Le tanking a perdu une bataille, pas la guerre

Antoine PimmelPar Antoine PimmelPublié

Les candidats au tanking lors de la saison écoulée ont été les grands perdants de la loterie organisée hier soir par la NBA.

La NBA a changé légèrement le mode de fonctionnement de sa loterie pour lutter contre le tanking. Les probabilités des plus mauvais ont été revues à la baisse – 14% pour chacun des trois derniers de la régulière – ce qui laissait un peu plus de chances aux autres équipes, moins catastrophiques, de toucher le gros lot. Ce ne sont plus les trois mais désormais les cinq premiers choix qui sont décernés par les billes. Des évolutions qui ont tout de suite eu un impact sur le tirage cette année.

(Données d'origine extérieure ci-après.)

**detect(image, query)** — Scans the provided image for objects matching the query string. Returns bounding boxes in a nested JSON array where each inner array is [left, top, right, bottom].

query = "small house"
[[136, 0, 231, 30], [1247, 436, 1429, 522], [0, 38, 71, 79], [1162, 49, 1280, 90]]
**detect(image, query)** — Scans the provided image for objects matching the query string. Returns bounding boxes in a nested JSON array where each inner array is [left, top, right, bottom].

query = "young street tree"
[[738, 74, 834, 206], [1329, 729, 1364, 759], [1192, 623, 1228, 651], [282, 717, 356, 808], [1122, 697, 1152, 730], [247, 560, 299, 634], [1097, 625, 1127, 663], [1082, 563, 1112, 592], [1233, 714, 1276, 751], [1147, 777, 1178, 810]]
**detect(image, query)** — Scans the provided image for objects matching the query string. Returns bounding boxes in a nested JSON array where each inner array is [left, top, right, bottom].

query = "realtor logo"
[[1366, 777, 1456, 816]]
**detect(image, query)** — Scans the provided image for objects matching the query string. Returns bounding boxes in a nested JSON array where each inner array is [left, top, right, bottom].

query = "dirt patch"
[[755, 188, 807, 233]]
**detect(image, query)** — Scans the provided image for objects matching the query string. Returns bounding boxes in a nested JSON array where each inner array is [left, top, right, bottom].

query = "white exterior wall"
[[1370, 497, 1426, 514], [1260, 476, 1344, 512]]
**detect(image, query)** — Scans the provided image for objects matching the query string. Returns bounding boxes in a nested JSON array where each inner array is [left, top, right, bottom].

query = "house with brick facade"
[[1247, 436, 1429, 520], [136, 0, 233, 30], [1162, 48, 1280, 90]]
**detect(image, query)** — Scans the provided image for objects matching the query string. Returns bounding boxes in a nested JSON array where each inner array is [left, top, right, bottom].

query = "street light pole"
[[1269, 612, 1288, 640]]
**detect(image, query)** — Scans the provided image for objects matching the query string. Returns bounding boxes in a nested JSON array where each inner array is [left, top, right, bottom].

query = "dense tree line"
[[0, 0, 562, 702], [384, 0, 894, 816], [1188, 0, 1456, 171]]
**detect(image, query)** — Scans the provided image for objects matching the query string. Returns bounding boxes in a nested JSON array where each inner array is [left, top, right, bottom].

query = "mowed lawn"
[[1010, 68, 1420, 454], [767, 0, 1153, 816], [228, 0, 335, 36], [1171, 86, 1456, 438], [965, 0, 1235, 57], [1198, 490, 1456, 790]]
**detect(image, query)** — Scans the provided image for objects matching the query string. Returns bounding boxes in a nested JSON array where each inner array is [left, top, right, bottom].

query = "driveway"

Les Cleveland Cavaliers, les Phoenix Suns et les New York Knicks avaient chacun la plus forte probabilité d’hésiter du first pick. Ils ont sabordé leur saison dans ce but. Ce ne sera aucun des trois. Zion Williamson sera un joueur des New Orleans Pelicans. Les Knicks ont été relégués au troisième rang. C’est déjà nettement mieux que les Cavaliers, cinquièmes, et les Suns, sixièmes. Les deux plus grands perdants de la loterie.

Effet contraire, les Los Angeles Lakers ont pu se placer en quatrième position alors qu’ils étaient en course pour les playoffs en février. Les Memphis Grizzlies piocheront en deuxième position sans avoir été aussi mauvais que les Suns ou les Cavaliers, même s’ils n’étaient pas non plus beaucoup plus brillants. On peut parler de défaite du tanking.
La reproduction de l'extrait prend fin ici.